Driving gender equality in FS– why wait and see isn't an option
15 December 2016
On Monday, the think tank New Financial released its first analysis of how the first signatories to HM Treasury's Women in Finance Charter have complied with the requirements of the Charter. This analysis is based on information that firms have publicly released their confidential submissions to Treasury. Our overview of the Charter requirements can be found here.
If, like us, you spend a lot of time discussing this topic with financial services firms, the findings will come as no surprise. They tell us that, in senior roles, there are, on average, fewer women than men (27%) and that this issue is more pronounced in banking and asset management than in insurance. More positively, they also tell us that there is a real energy and ambition amongst signatories to change, with many setting challenging targets to improve this number (with an average target of 35%).
Of course, beneath these statistics there are a lot of variations. The numbers only capture those firms who signed up to the Charter in July, creating an inevitable bias towards those actively focused on the issue of women in leadership. Reflecting the welcome pragmatism and flexibility from HM Treasury, there are also a range of approaches to defining "senior management" and the time horizons of targets.

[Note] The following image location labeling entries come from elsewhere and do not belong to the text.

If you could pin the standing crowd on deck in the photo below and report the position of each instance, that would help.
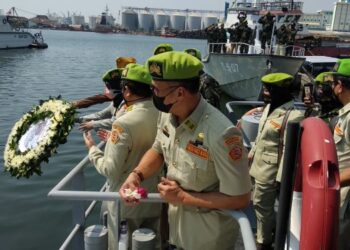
(163, 135)
(241, 36)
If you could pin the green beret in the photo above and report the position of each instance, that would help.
(112, 75)
(342, 67)
(173, 66)
(277, 79)
(194, 52)
(320, 78)
(137, 73)
(163, 47)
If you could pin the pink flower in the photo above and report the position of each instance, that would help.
(139, 193)
(143, 192)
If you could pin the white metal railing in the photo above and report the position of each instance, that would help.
(245, 48)
(76, 178)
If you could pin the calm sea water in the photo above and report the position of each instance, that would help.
(72, 66)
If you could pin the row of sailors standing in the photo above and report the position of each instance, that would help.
(241, 36)
(205, 161)
(198, 147)
(333, 94)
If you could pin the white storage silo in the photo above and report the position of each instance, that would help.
(209, 20)
(161, 20)
(129, 20)
(194, 22)
(146, 21)
(178, 21)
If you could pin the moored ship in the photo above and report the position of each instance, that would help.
(13, 36)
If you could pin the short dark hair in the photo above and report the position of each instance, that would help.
(137, 88)
(192, 85)
(344, 80)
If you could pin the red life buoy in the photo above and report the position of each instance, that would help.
(319, 185)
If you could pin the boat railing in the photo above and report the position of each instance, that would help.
(72, 187)
(245, 48)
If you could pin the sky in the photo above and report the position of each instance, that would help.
(30, 8)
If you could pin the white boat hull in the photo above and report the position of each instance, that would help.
(13, 40)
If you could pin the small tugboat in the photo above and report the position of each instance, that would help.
(13, 35)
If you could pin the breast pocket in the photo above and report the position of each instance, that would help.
(269, 158)
(197, 173)
(165, 143)
(337, 138)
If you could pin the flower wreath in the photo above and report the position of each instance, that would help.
(57, 116)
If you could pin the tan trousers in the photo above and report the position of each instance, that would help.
(264, 197)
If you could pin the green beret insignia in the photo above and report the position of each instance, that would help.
(155, 69)
(161, 48)
(322, 77)
(342, 67)
(277, 79)
(112, 75)
(137, 73)
(125, 73)
(173, 66)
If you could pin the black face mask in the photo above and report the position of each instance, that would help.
(327, 99)
(118, 98)
(159, 104)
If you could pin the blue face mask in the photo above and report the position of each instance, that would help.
(159, 102)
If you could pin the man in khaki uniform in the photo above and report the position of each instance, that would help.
(132, 134)
(268, 150)
(341, 89)
(207, 168)
(105, 117)
(162, 47)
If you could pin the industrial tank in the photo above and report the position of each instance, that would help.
(161, 20)
(178, 21)
(194, 22)
(209, 20)
(146, 21)
(129, 20)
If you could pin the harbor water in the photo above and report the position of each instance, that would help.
(72, 66)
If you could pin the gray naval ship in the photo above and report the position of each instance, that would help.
(239, 74)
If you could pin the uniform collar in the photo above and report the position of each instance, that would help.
(141, 104)
(191, 122)
(344, 109)
(281, 109)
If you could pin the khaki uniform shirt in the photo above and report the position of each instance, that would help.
(132, 135)
(264, 167)
(218, 163)
(342, 143)
(104, 118)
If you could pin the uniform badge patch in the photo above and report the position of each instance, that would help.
(236, 153)
(338, 130)
(198, 151)
(118, 128)
(125, 73)
(275, 124)
(114, 136)
(233, 140)
(155, 69)
(190, 125)
(130, 108)
(165, 131)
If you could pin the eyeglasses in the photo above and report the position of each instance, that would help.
(157, 91)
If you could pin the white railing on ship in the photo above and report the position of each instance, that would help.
(76, 178)
(236, 48)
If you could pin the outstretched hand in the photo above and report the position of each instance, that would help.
(86, 126)
(171, 191)
(132, 183)
(89, 141)
(103, 134)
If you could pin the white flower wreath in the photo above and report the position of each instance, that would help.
(36, 136)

We are, however, particularly encouraged to see the range of activity that companies have been pursuing. This is reflected in the targets published, which often look beyond just "hitting a number" to think about areas like pipeline, talent identification and unconscious bias. This broader focus makes it clear that signatories are looking for ways to drive sustainable change over the longer term.
In this context, we suspect many firms will be concerned about the gender pay legislation, finalised only last week. This requires the public disclosure of the average "gap" in pay between men and women by firms with over 250 employees. The New Financial statistics confirm what we already know about the industry - there are significantly fewer women than men in senior roles. As a result, the gender pay gap will inevitably be large (across the sector we are expecting a gap of around 40%).
This provides a challenge for financial services firms focused on driving gender equality. There is a real risk that a large “gap” could make a firm a less attractive employer to talented women. Firms who have acknowledged their challenges on this issue and set ambitious targets could find their message lost (along with potential female talent) amongst the "noise" of the gender pay disclosures. There is no easy answer to this, but what is clear is that firms who are actively discussing their plans to promote diversity and inclusion are at an advantage - they have already demonstrated their commitment to this issue. Aligning this, and other diversity activity, with gender pay reporting, will inevitably help firms give a broader view to employees and the public of their past challenges and future ambitions.